Production of briquettes has become a thriving business for a youths group in Clay City, Kasarani.

Maisha Dhabiti Youths Group began with more than 100 members but now they are less than 30 members.

Briquettes are blocks of compressed charcoal dust, used as fuel and are friendly to the environment since they are odourless, burn longer and do not emit smoke.

In the recent past, Maisha Dhabiti Youths Group moved to conserve the environment through tree planting and garbage collection.

Then in March last year, an idea sparkled that they could earn a living from making charcoal without felling trees.

Fight unemployment

With a starting capital of Sh100,000 the group endeavoured to fight unemployment and drug abuse through keeping the youths busy.

“We pooled resources and bought a briquettes making machine with the help of our mentor, Robert Ngugi, which we have been using since then,” said the group’s chairperson, Nahashon Macharia.

Raw materials include coal dust which the group sources from charcoal dealers and water which members say is scarce most times.

“We mix the charcoal dust with water and condense it in the machine before putting the wet briquettes in the ‘green house’ to dry,” said Mr Macharia.

The drying process takes between one and four days, depending on the weather conditions.

On a good day, the group produces up to 30 sacks of briquettes, each weighing 50 kilogrammes.
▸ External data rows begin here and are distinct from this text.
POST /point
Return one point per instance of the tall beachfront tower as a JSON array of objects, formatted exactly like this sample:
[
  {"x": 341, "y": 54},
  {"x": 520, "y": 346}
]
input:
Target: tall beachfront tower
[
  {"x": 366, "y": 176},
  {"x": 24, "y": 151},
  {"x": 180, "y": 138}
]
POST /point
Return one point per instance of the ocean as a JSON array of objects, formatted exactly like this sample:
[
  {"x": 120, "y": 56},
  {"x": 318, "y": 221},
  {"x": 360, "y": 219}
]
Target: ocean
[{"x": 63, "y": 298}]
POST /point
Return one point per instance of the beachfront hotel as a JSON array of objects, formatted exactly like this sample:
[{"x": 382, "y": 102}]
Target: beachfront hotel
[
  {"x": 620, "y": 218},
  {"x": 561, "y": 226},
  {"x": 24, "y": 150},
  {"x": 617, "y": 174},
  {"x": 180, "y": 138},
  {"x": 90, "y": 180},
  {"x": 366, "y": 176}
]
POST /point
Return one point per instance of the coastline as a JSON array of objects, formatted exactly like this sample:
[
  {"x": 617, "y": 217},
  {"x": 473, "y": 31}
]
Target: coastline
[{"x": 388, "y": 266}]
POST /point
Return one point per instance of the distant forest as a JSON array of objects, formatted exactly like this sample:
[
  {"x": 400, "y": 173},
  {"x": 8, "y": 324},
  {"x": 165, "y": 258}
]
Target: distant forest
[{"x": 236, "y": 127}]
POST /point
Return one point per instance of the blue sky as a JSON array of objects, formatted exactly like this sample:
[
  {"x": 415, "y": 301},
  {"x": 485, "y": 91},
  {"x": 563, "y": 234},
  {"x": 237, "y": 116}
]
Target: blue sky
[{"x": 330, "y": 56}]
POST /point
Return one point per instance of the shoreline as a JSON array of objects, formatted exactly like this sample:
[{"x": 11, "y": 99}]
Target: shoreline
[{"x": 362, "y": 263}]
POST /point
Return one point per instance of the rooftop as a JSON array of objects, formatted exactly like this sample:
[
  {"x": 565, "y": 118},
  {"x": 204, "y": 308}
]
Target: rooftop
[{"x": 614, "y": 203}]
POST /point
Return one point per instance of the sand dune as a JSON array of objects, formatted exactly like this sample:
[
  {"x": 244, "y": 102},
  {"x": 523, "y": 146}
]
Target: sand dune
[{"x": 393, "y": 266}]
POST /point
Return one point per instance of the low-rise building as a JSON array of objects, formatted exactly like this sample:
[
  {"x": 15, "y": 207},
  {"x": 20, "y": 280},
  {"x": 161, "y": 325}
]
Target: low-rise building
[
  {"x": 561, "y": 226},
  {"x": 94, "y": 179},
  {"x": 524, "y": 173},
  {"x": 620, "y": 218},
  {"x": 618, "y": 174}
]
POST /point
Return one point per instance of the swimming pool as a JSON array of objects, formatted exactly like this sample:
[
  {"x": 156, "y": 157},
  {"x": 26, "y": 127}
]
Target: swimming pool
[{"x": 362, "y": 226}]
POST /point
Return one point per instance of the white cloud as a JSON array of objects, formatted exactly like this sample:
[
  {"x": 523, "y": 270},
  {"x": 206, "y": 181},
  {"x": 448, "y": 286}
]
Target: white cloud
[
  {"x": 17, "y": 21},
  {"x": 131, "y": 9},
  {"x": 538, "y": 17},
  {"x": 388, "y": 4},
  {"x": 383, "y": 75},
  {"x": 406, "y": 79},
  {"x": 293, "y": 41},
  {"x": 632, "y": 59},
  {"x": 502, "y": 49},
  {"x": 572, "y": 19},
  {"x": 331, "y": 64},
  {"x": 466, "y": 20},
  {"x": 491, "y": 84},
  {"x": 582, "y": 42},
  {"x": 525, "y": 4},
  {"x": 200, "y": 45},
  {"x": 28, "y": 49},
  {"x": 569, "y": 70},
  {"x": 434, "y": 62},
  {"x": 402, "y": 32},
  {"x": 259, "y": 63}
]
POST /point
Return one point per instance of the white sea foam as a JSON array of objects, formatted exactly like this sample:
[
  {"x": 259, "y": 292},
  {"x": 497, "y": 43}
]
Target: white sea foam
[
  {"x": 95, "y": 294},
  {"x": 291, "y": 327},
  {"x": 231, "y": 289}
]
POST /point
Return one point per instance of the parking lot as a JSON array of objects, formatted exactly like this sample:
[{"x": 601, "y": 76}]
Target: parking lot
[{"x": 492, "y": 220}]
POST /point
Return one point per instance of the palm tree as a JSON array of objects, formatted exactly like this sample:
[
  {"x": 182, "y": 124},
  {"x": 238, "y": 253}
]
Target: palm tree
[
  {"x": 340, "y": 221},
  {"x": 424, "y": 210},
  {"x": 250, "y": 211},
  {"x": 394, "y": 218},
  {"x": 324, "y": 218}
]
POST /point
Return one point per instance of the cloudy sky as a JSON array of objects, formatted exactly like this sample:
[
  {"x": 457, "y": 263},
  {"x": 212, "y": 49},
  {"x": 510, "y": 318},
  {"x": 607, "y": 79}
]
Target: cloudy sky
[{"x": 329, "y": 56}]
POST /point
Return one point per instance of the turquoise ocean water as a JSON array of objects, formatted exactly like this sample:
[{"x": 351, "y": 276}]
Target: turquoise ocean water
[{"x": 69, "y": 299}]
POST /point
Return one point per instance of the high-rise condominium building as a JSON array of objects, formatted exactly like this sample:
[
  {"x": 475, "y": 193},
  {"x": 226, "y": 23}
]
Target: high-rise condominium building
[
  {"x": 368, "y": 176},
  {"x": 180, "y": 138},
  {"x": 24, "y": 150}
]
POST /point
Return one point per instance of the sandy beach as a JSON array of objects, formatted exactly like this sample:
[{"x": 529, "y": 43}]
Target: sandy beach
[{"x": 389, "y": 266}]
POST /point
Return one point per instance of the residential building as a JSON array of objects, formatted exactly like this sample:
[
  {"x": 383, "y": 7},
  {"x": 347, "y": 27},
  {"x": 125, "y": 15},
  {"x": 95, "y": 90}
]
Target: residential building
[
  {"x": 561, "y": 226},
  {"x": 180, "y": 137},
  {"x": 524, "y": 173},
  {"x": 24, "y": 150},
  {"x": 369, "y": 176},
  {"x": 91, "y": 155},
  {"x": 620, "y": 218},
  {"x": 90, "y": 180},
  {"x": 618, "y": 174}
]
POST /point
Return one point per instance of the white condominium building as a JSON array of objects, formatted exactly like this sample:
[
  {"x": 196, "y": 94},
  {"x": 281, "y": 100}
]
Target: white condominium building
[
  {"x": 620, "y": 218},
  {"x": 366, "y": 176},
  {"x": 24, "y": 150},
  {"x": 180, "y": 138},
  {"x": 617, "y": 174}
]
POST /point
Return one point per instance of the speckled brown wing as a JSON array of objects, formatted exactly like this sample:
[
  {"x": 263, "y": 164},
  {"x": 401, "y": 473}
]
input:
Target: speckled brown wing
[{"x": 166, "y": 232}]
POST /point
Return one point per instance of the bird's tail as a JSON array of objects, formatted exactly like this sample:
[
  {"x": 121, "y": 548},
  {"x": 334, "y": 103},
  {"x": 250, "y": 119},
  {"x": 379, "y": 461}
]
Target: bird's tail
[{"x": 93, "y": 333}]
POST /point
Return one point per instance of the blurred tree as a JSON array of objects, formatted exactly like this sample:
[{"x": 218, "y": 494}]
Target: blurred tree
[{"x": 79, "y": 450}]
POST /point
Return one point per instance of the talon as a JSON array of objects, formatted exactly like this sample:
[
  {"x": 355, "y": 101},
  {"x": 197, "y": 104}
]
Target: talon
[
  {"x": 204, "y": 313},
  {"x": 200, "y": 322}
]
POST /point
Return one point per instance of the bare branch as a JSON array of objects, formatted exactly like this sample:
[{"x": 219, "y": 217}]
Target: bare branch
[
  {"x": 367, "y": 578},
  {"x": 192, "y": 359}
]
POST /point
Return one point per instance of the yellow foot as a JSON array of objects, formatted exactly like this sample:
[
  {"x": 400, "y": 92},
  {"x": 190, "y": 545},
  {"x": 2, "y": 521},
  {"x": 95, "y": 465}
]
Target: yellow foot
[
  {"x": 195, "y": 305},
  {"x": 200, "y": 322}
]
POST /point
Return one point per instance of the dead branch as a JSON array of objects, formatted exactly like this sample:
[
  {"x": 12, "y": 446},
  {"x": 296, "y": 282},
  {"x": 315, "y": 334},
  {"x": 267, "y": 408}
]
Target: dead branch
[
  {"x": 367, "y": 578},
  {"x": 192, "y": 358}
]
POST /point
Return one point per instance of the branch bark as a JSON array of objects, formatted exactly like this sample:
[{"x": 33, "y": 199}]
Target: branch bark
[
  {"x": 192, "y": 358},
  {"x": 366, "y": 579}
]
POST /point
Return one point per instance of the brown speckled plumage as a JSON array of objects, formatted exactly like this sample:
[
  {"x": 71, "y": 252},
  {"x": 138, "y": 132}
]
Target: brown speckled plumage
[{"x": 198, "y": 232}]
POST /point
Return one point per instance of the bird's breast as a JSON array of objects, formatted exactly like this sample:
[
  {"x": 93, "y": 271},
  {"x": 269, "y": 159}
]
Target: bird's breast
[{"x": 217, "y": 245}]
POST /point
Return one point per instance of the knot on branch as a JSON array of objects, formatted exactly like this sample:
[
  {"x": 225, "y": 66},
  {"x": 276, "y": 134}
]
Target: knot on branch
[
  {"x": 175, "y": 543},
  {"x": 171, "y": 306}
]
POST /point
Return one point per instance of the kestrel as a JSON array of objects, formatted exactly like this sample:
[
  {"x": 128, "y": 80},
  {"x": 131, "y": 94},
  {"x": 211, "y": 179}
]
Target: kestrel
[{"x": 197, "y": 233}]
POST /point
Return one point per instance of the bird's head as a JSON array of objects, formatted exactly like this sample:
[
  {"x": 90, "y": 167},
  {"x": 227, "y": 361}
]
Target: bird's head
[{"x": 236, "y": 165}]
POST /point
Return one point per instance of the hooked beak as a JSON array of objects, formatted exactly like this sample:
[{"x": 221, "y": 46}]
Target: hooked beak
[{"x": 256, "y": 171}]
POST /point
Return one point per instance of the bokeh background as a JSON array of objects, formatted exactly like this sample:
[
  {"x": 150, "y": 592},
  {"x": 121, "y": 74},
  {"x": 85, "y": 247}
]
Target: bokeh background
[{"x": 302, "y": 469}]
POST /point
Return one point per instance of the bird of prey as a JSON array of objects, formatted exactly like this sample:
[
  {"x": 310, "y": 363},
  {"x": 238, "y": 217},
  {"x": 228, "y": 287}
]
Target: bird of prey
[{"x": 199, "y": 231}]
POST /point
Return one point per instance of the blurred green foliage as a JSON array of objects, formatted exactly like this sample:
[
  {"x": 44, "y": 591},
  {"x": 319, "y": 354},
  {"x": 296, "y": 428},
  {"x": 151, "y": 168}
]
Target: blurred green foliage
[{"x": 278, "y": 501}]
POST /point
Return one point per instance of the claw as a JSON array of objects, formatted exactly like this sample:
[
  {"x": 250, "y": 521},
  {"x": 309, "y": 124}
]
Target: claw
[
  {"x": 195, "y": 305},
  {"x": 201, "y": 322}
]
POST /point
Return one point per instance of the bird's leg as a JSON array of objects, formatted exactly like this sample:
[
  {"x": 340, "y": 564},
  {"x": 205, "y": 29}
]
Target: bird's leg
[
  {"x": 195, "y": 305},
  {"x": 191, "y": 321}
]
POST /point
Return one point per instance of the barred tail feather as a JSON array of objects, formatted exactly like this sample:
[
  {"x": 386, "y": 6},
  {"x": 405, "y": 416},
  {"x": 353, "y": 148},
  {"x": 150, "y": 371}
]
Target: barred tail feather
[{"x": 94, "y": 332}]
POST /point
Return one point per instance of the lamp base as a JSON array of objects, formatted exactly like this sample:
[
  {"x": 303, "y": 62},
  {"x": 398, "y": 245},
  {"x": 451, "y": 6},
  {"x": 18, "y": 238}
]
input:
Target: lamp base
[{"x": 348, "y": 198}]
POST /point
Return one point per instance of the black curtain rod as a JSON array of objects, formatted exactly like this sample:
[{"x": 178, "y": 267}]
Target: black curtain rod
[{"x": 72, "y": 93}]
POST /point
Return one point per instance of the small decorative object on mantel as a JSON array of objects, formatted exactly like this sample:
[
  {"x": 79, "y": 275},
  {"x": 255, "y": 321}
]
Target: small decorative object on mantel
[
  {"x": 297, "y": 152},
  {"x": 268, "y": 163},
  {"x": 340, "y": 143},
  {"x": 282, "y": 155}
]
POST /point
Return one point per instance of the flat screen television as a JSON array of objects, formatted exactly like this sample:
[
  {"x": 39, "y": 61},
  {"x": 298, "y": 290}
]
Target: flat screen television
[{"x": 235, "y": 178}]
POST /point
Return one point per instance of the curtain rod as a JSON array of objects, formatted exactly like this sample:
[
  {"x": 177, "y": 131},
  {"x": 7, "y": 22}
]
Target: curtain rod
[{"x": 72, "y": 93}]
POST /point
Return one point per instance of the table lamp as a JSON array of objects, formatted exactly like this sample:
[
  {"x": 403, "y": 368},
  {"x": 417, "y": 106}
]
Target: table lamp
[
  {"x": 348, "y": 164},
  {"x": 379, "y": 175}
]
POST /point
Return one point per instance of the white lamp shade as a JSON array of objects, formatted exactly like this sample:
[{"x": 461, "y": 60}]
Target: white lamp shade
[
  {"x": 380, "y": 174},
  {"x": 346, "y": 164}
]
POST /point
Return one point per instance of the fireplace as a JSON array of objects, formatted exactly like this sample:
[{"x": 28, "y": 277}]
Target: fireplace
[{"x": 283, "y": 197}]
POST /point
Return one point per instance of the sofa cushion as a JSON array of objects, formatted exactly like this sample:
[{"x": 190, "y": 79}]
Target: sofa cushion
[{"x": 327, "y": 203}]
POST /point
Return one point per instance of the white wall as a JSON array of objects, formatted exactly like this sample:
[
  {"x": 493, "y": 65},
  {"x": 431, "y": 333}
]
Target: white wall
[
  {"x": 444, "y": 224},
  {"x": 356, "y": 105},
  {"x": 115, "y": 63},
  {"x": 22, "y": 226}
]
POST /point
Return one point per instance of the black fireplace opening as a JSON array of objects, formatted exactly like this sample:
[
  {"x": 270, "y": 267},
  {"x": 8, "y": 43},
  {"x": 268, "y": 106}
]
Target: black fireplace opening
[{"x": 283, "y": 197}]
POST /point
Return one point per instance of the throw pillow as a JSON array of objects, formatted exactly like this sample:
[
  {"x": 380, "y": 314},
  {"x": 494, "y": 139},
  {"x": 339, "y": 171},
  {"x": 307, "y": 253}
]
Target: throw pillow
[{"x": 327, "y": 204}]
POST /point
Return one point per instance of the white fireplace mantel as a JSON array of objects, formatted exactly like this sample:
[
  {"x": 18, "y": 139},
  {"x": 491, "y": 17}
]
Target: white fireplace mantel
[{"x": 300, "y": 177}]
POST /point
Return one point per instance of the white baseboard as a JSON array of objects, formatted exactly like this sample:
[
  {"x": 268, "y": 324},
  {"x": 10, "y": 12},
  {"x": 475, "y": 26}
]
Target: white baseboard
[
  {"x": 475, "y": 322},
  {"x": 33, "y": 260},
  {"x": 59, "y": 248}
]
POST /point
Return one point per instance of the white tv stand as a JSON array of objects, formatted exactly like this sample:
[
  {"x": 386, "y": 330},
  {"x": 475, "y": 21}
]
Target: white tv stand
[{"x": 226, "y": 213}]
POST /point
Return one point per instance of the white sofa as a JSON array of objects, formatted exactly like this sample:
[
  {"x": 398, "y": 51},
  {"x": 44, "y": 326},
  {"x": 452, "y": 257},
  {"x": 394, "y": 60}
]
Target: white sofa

A kilo goes for Sh50, compared to charcoal which retails at around Sh70. 

While ordinary charcoal burns out after an hour, the briquettes keep going for up to four hours thus proving to be a pocket friendly source of fuel. 

Challenges the group has experienced include machine breakdowns and high cost of transport. Some transporters even shun them saying the briquettes will make their vehicles dirty.

Determined to capture the county market and enlighten residents on the advantages of using briquettes, the group has resorted to displaying them at exhibitions and trade fairs.

They are also in the process of getting certification from the Kenya Bureau of Standards which will enable them win even bigger tenders.